As I mentioned in one of my previous posts, here at Sumo Logic we believe cloud-based services provide excellent value due to their ease of setup, convenience and scalability, and we leverage them extensively to provide internal services that would be far more time, labor and cash intensive to manage ourselves. Today I’m going to talk about some of the services we use for collaboration, operations and I/T, why we use them, and how they simplify our lives.
Campfire is a huge part of our productivity and culture at Sumo Logic. While I would lump this and Skype together under something like “Managed Corporate Messaging” they fill two very different niches in our environment.
Campfire from 37 Signals is a fantastic tool for group conversations. Using the Campfire service, we have set up multiple chat rooms for various types of issues, including Production Issues, Development Issues, Sales/Customer-Support Issues, and of course, a free-for-all chat-room where we try to make one another spontaneously erupt into chaotic LOLs.

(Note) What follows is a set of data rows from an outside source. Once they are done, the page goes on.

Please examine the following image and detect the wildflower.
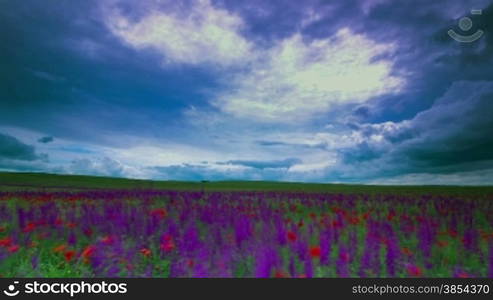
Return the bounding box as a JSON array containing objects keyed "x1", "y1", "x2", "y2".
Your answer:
[
  {"x1": 150, "y1": 208, "x2": 168, "y2": 220},
  {"x1": 309, "y1": 246, "x2": 321, "y2": 259},
  {"x1": 101, "y1": 235, "x2": 114, "y2": 245},
  {"x1": 64, "y1": 250, "x2": 76, "y2": 262},
  {"x1": 437, "y1": 240, "x2": 449, "y2": 248},
  {"x1": 456, "y1": 271, "x2": 470, "y2": 278},
  {"x1": 407, "y1": 265, "x2": 422, "y2": 277},
  {"x1": 53, "y1": 244, "x2": 67, "y2": 253},
  {"x1": 186, "y1": 259, "x2": 194, "y2": 268},
  {"x1": 140, "y1": 248, "x2": 151, "y2": 257},
  {"x1": 81, "y1": 245, "x2": 96, "y2": 262},
  {"x1": 349, "y1": 216, "x2": 360, "y2": 225},
  {"x1": 160, "y1": 240, "x2": 175, "y2": 252},
  {"x1": 448, "y1": 229, "x2": 458, "y2": 238},
  {"x1": 336, "y1": 247, "x2": 350, "y2": 277},
  {"x1": 83, "y1": 228, "x2": 93, "y2": 237},
  {"x1": 401, "y1": 247, "x2": 412, "y2": 257},
  {"x1": 0, "y1": 226, "x2": 5, "y2": 233},
  {"x1": 22, "y1": 222, "x2": 36, "y2": 233},
  {"x1": 275, "y1": 270, "x2": 288, "y2": 278},
  {"x1": 332, "y1": 220, "x2": 343, "y2": 228},
  {"x1": 66, "y1": 222, "x2": 77, "y2": 229},
  {"x1": 0, "y1": 237, "x2": 12, "y2": 247},
  {"x1": 339, "y1": 251, "x2": 350, "y2": 263},
  {"x1": 7, "y1": 244, "x2": 20, "y2": 253},
  {"x1": 386, "y1": 210, "x2": 396, "y2": 221},
  {"x1": 287, "y1": 231, "x2": 297, "y2": 242}
]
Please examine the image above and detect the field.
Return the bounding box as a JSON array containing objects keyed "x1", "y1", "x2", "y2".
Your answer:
[{"x1": 1, "y1": 172, "x2": 493, "y2": 278}]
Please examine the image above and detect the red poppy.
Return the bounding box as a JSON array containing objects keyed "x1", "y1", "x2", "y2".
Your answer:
[
  {"x1": 186, "y1": 259, "x2": 194, "y2": 268},
  {"x1": 331, "y1": 206, "x2": 341, "y2": 213},
  {"x1": 83, "y1": 228, "x2": 93, "y2": 237},
  {"x1": 140, "y1": 248, "x2": 151, "y2": 257},
  {"x1": 160, "y1": 240, "x2": 175, "y2": 252},
  {"x1": 81, "y1": 245, "x2": 96, "y2": 262},
  {"x1": 64, "y1": 250, "x2": 76, "y2": 262},
  {"x1": 54, "y1": 218, "x2": 64, "y2": 226},
  {"x1": 348, "y1": 216, "x2": 360, "y2": 225},
  {"x1": 287, "y1": 231, "x2": 297, "y2": 242},
  {"x1": 407, "y1": 265, "x2": 422, "y2": 277},
  {"x1": 0, "y1": 237, "x2": 12, "y2": 247},
  {"x1": 332, "y1": 220, "x2": 343, "y2": 228},
  {"x1": 42, "y1": 233, "x2": 52, "y2": 241},
  {"x1": 401, "y1": 247, "x2": 413, "y2": 256},
  {"x1": 101, "y1": 235, "x2": 115, "y2": 245},
  {"x1": 150, "y1": 208, "x2": 168, "y2": 220},
  {"x1": 7, "y1": 244, "x2": 20, "y2": 253},
  {"x1": 161, "y1": 234, "x2": 173, "y2": 242},
  {"x1": 53, "y1": 244, "x2": 67, "y2": 253},
  {"x1": 66, "y1": 222, "x2": 77, "y2": 229},
  {"x1": 309, "y1": 246, "x2": 321, "y2": 258},
  {"x1": 22, "y1": 222, "x2": 36, "y2": 233},
  {"x1": 437, "y1": 240, "x2": 449, "y2": 248},
  {"x1": 386, "y1": 211, "x2": 396, "y2": 221},
  {"x1": 457, "y1": 272, "x2": 469, "y2": 278},
  {"x1": 448, "y1": 229, "x2": 458, "y2": 238},
  {"x1": 339, "y1": 252, "x2": 350, "y2": 263},
  {"x1": 0, "y1": 226, "x2": 6, "y2": 233},
  {"x1": 274, "y1": 270, "x2": 288, "y2": 278}
]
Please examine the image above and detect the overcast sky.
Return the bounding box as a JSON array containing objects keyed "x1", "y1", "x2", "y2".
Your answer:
[{"x1": 1, "y1": 0, "x2": 493, "y2": 184}]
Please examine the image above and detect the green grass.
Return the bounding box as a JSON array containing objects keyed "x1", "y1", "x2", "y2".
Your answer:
[{"x1": 1, "y1": 171, "x2": 493, "y2": 195}]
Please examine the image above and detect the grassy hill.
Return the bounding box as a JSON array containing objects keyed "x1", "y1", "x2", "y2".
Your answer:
[{"x1": 1, "y1": 171, "x2": 493, "y2": 195}]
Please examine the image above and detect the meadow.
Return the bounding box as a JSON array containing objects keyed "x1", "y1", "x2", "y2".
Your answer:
[{"x1": 1, "y1": 172, "x2": 493, "y2": 278}]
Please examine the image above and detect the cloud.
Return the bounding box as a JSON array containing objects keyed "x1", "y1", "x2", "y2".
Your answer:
[
  {"x1": 105, "y1": 0, "x2": 252, "y2": 66},
  {"x1": 336, "y1": 81, "x2": 493, "y2": 178},
  {"x1": 0, "y1": 133, "x2": 43, "y2": 161},
  {"x1": 38, "y1": 136, "x2": 54, "y2": 144},
  {"x1": 213, "y1": 28, "x2": 404, "y2": 122},
  {"x1": 224, "y1": 158, "x2": 301, "y2": 169},
  {"x1": 67, "y1": 157, "x2": 145, "y2": 178}
]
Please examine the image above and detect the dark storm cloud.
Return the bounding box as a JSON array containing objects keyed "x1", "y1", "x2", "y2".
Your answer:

These group-chats provide a critical space where we can work together to troubleshoot and solve problems cooperatively. Campfire makes it very easy to upload pictures and share large amounts of information in real-time with co-workers who can be anywhere. The conversations are all archived for later reference, which allows us to use the Production Incidents room as a 24×7 conference call and canonical forum of record for anything happening to production systems. Our Production on-call devs are expected to echo their actions into the Production channel and keep up with events there as they transpire.
Campfire also has a cool feature which allows you to start a voice conference with participants if needed, which is a great option in certain situations. These calls can also be archived for later reference. One down side to the text and audio archives is that they are not easily searchable so it helps to know approximately when something happened, and we have found it necessary to consult other records to determine where to look.
Skype is, of course, the very popular IM and VOIP service that was purchased by Microsoft a while back. We use Skype extensively for 1:1 chatting and easy and secure file-transfers throughout the company. We also make extensive use of the wide array of available emoticons. (Stefan Zier is a particularly prolific and artistic user of these.)
We also use Skype video chat for interviews and to collaborate with team members abroad. We have a conference room with a TV and Skype camera just for this application.
Running a large-scale cloud-based service requires a lot of operational awareness. One of the ways we achieve this is through Cloudkick. Cloudkick was recently acquired by Rackspace and is evolving into Rackspace Cloud Monitoring. We are still on the legacy Cloudkick service, which we have come to use heavily.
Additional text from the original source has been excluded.